The document is parsed into an AST (abstract syntax tree) that describes
the document as a tree of nodes, each node corresponding an input token.
Once the entire tree has been generated, the AST is passed into the
front-end renderers, which construct output depth-first.
.LP
There are three renderers supported:
.pdfhref W -D https://github.com/kristapsdz/lowdown/blob/master/html.c html.c
for
HTML5 output,
.pdfhref W -D https://github.com/kristapsdz/lowdown/blob/master/nroff.c nroff.c
for
\fB-ms\fP and \fB-man\fP output,
and a debugging renderer
.pdfhref W -A "." -D https://github.com/kristapsdz/lowdown/blob/master/tree.c tree.c
.LP
A note on \(lqreal text\(rq.
.LP
The only time that input is passed directly into the output renderer is
when then \f[CR]normal_text\fR callback is invoked, blockcode or codespan, raw
HTML, or hyperlink components.  In both renderers, you can see how the
input is properly escaped by passing into
.pdfhref W -A "." -D https://github.com/kristapsdz/lowdown/blob/master/escape.c escape.c
.LP
After being fully parsed into an output buffer, the output buffer is
passed into a \(lqsmartypants\(rq rendering, one for each renderer type.
.SH 3
Example
.LP
For example, consider the following:
.DS
.ft CR
## Hello **world**
.ft
.DE
.LP
First, the outer block (the subsection) would begin parsing.  The parser
would then step into the subcomponent: the header contents.  It would
then render the subcomponents in order: first the regular text \(lqHello\(rq,
then a bold section.  The bold section would be its own subcomponent
with its own regular text child, \(lqworld\(rq.
.LP
When run through the \fB-Ttree\fP output, it would generate:
.DS
.ft CR
LOWDOWN_ROOT
  LOWDOWN_DOC_HEADER
  LOWDOWN_HEADER
    LOWDOWN_NORMAL_TEXT
      data: 6 Bytes: Hello 
    LOWDOWN_DOUBLE_EMPHASIS
      LOWDOWN_NORMAL_TEXT
        data: 5 Bytes: world
  LOWDOWN_DOC_FOOTER
.ft
.DE
.LP
This tree would then be passed into a front-end, such as the HTML5
front-end with \fB-Thtml\fP.  The nodes would be appended into a buffer,
which would then be passed back into the subsection parser.  It would
paste the buffer into \f[CR]<h2>\fR blocks (in HTML5) or a \f[CR].SH\fR block (troff
outputs).
.LP
Finally, the subsection block would be fitted into whatever context it
was invoked within.
.SH 2
Known Issues (or, How You Can Help)
.LP
There are some known issues, mostly in PDF (\fB-Tms\fP and \fB-Tman\fP)
output.
.LP
Foremost, there needs to be a font modifier stack, as this feature is
not supported directly in the roff language.
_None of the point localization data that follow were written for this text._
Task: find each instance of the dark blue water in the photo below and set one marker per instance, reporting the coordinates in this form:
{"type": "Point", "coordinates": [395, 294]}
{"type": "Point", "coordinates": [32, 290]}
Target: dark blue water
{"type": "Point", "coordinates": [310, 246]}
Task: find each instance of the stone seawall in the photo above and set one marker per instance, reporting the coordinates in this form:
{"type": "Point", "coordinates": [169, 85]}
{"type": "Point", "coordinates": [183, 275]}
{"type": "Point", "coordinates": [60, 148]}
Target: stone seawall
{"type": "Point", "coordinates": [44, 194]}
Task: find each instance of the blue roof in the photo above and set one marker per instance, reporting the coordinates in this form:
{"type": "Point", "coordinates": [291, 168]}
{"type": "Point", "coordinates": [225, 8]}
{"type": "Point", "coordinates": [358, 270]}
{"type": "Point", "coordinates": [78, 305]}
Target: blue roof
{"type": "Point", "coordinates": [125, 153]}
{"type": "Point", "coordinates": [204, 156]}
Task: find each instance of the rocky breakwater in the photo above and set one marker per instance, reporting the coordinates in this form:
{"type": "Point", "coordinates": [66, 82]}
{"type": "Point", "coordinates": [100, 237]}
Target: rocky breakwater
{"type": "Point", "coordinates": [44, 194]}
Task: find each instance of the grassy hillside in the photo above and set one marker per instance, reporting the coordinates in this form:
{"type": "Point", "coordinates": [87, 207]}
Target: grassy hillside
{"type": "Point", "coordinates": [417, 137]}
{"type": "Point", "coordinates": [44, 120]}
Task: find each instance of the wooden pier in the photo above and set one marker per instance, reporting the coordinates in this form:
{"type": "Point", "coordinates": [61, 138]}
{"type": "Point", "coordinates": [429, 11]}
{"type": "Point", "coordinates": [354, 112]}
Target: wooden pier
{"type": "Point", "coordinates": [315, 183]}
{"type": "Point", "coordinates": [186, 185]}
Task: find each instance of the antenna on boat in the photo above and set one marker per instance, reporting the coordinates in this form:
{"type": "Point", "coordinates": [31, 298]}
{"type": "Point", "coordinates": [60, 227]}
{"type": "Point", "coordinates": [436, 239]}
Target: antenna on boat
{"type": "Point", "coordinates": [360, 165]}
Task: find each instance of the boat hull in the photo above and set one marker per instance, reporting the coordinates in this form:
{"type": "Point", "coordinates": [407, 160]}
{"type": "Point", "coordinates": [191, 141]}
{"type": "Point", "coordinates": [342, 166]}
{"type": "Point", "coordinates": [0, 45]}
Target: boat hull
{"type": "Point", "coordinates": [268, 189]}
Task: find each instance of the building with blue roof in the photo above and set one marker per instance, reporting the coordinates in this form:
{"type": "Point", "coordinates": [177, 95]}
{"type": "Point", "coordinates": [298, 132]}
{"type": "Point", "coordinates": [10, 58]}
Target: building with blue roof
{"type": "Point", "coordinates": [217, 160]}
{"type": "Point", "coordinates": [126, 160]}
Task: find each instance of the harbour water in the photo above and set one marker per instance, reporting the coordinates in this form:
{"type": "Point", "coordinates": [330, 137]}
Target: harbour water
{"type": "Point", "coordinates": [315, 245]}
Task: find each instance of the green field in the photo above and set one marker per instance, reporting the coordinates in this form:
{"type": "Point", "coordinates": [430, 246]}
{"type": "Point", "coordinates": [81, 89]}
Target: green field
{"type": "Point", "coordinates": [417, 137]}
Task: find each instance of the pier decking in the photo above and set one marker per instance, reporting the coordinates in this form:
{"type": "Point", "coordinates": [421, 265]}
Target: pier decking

For example, if one execute *foo **bar** baz*, the output will be
confused because this translate to \efIfoo \efBbar\efP baz\efP. 
.LP
Second, there needs to be logic to handle when a link is the first or
last component of a font change.  For example, *[foo](...)* will put
the font markers on different lines.
.LP
In all modes, the \(lqsmartypants\(rq formatting should be embedded in
document output \(em not in a separate step as implemented in the
original sources.
.LP
Lastly, I\(cqd like a full reference of the Markdown language accepted as a
manpage.  Markdown is incredibly inconsistent, so a simple, readable
document would be very helpful.